ECLI:NL:CRVB:2020:1853
Centrale Raad van Beroep
- Hoger beroep
- Rechtspraak.nl
Beoordeling van de geschiktheid van appellant voor een drempelfunctie in het kader van de Participatiewet
In deze zaak heeft de Centrale Raad van Beroep op 12 augustus 2020 uitspraak gedaan in hoger beroep tegen een eerdere uitspraak van de rechtbank Den Haag. Appellant, die bijstand ontvangt op grond van de Participatiewet, heeft een aanvraag ingediend voor een Indicatie banenafspraak bij het Uwv. De verzekeringsarts heeft vastgesteld dat appellant beperkingen heeft door rugklachten, maar concludeerde dat hij in staat is om een drempelfunctie uit te oefenen, waarmee hij het wettelijk minimumloon kan verdienen. Het Uwv heeft de aanvraag afgewezen, wat door appellant is bestreden.
De rechtbank heeft het beroep van appellant ongegrond verklaard, waarbij werd geoordeeld dat het onderzoek van het Uwv zorgvuldig was. Appellant heeft in hoger beroep aangevoerd dat de rechtbank ten onrechte heeft geoordeeld dat het onderzoek zorgvuldig was, en dat de verzekeringsartsen niet adequaat zijn ingegaan op de conclusies van het medisch belastbaarheidsonderzoek. De Raad heeft echter geoordeeld dat de verzekeringsarts de beperkingen van appellant correct heeft vastgesteld en dat er geen aanleiding is om aan de zorgvuldigheid van het onderzoek te twijfelen.

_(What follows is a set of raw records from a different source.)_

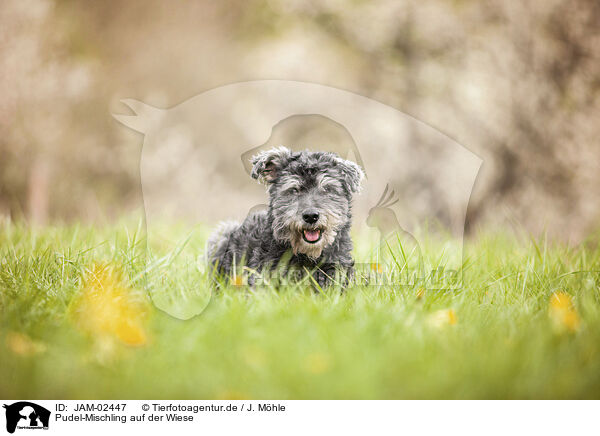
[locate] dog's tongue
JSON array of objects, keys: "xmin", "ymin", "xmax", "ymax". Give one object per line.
[{"xmin": 304, "ymin": 230, "xmax": 321, "ymax": 242}]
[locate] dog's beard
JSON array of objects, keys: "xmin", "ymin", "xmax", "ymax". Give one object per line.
[{"xmin": 274, "ymin": 209, "xmax": 343, "ymax": 259}]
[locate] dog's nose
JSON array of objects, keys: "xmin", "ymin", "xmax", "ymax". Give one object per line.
[{"xmin": 302, "ymin": 211, "xmax": 319, "ymax": 224}]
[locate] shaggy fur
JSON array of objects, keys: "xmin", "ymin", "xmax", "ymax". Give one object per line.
[{"xmin": 207, "ymin": 147, "xmax": 364, "ymax": 286}]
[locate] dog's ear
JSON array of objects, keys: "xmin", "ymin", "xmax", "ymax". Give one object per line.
[
  {"xmin": 338, "ymin": 159, "xmax": 365, "ymax": 194},
  {"xmin": 250, "ymin": 147, "xmax": 292, "ymax": 183}
]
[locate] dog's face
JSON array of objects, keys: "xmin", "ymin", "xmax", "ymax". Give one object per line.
[{"xmin": 252, "ymin": 147, "xmax": 364, "ymax": 259}]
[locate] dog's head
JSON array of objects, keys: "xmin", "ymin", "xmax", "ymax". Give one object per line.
[{"xmin": 251, "ymin": 147, "xmax": 364, "ymax": 259}]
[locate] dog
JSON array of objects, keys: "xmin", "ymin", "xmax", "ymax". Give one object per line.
[{"xmin": 206, "ymin": 147, "xmax": 364, "ymax": 288}]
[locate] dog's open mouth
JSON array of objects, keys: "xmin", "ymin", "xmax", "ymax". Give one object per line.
[{"xmin": 302, "ymin": 229, "xmax": 321, "ymax": 244}]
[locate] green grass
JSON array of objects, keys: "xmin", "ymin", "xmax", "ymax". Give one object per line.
[{"xmin": 0, "ymin": 224, "xmax": 600, "ymax": 399}]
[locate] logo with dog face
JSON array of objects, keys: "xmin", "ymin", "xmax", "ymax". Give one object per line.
[{"xmin": 3, "ymin": 401, "xmax": 50, "ymax": 433}]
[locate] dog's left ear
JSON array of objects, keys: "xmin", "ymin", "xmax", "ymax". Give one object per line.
[
  {"xmin": 338, "ymin": 159, "xmax": 365, "ymax": 194},
  {"xmin": 250, "ymin": 147, "xmax": 292, "ymax": 183}
]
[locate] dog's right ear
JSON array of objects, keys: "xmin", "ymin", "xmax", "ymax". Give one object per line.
[{"xmin": 250, "ymin": 147, "xmax": 292, "ymax": 184}]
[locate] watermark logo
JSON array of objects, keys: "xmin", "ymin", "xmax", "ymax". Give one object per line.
[
  {"xmin": 114, "ymin": 80, "xmax": 482, "ymax": 318},
  {"xmin": 4, "ymin": 401, "xmax": 50, "ymax": 433}
]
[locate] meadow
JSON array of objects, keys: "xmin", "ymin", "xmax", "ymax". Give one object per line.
[{"xmin": 0, "ymin": 223, "xmax": 600, "ymax": 399}]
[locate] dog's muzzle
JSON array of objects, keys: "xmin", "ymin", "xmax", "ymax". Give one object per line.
[{"xmin": 302, "ymin": 229, "xmax": 323, "ymax": 244}]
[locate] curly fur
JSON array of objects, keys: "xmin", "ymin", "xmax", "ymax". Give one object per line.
[{"xmin": 207, "ymin": 147, "xmax": 364, "ymax": 286}]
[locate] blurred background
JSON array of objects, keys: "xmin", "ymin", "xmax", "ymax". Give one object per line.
[{"xmin": 0, "ymin": 0, "xmax": 600, "ymax": 241}]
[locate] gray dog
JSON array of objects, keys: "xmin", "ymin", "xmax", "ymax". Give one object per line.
[{"xmin": 207, "ymin": 147, "xmax": 364, "ymax": 287}]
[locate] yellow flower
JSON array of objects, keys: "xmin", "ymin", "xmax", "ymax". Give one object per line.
[
  {"xmin": 6, "ymin": 332, "xmax": 46, "ymax": 356},
  {"xmin": 427, "ymin": 309, "xmax": 458, "ymax": 328},
  {"xmin": 371, "ymin": 263, "xmax": 383, "ymax": 274},
  {"xmin": 548, "ymin": 291, "xmax": 581, "ymax": 332},
  {"xmin": 71, "ymin": 264, "xmax": 148, "ymax": 348}
]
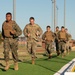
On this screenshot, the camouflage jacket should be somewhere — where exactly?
[2,21,22,38]
[42,31,55,41]
[57,31,69,41]
[23,23,43,41]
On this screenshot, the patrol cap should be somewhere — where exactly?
[30,17,35,20]
[61,26,65,28]
[56,26,59,28]
[47,25,51,28]
[65,28,68,30]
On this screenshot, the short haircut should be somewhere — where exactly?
[56,26,59,28]
[65,28,68,30]
[61,26,65,28]
[46,26,51,28]
[6,12,12,16]
[29,17,35,20]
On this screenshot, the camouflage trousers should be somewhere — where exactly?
[27,41,37,58]
[66,41,72,54]
[4,38,18,62]
[45,42,53,54]
[59,42,66,54]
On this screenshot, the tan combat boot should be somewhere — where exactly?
[5,61,10,71]
[32,58,35,65]
[48,54,52,59]
[14,62,18,71]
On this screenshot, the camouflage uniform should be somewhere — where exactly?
[54,31,60,55]
[23,23,42,58]
[58,31,68,55]
[2,21,22,62]
[66,33,71,54]
[42,31,54,57]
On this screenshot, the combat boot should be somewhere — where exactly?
[57,51,60,56]
[4,61,10,71]
[14,62,18,71]
[48,54,52,59]
[32,58,35,65]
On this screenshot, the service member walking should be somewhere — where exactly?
[23,17,42,64]
[42,26,54,59]
[58,26,68,57]
[2,12,22,70]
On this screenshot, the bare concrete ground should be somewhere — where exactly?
[0,45,45,68]
[0,44,75,67]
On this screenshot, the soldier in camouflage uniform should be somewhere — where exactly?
[58,26,68,57]
[23,17,42,64]
[2,12,22,70]
[65,28,72,54]
[42,26,54,59]
[54,26,60,56]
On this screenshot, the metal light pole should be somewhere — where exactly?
[64,0,66,27]
[54,0,56,32]
[51,0,54,29]
[13,0,16,21]
[56,6,59,25]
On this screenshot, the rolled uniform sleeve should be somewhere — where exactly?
[13,23,22,37]
[23,25,28,37]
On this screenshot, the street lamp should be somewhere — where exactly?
[51,0,54,29]
[13,0,16,21]
[54,0,56,32]
[64,0,66,27]
[56,6,59,25]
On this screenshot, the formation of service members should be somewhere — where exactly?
[2,12,72,71]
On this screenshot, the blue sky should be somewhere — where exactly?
[0,0,75,39]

De Raad bevestigt dat appellant, gezien zijn beperkingen, in staat is om de drempelfunctie van wikkelaar transformatoren uit te voeren. De functie vereist zittend werk met weinig fysieke belasting, en de Raad concludeert dat appellant in staat is om het wettelijk minimumloon te verdienen. Het hoger beroep van appellant wordt afgewezen en de eerdere uitspraak van de rechtbank wordt bevestigd.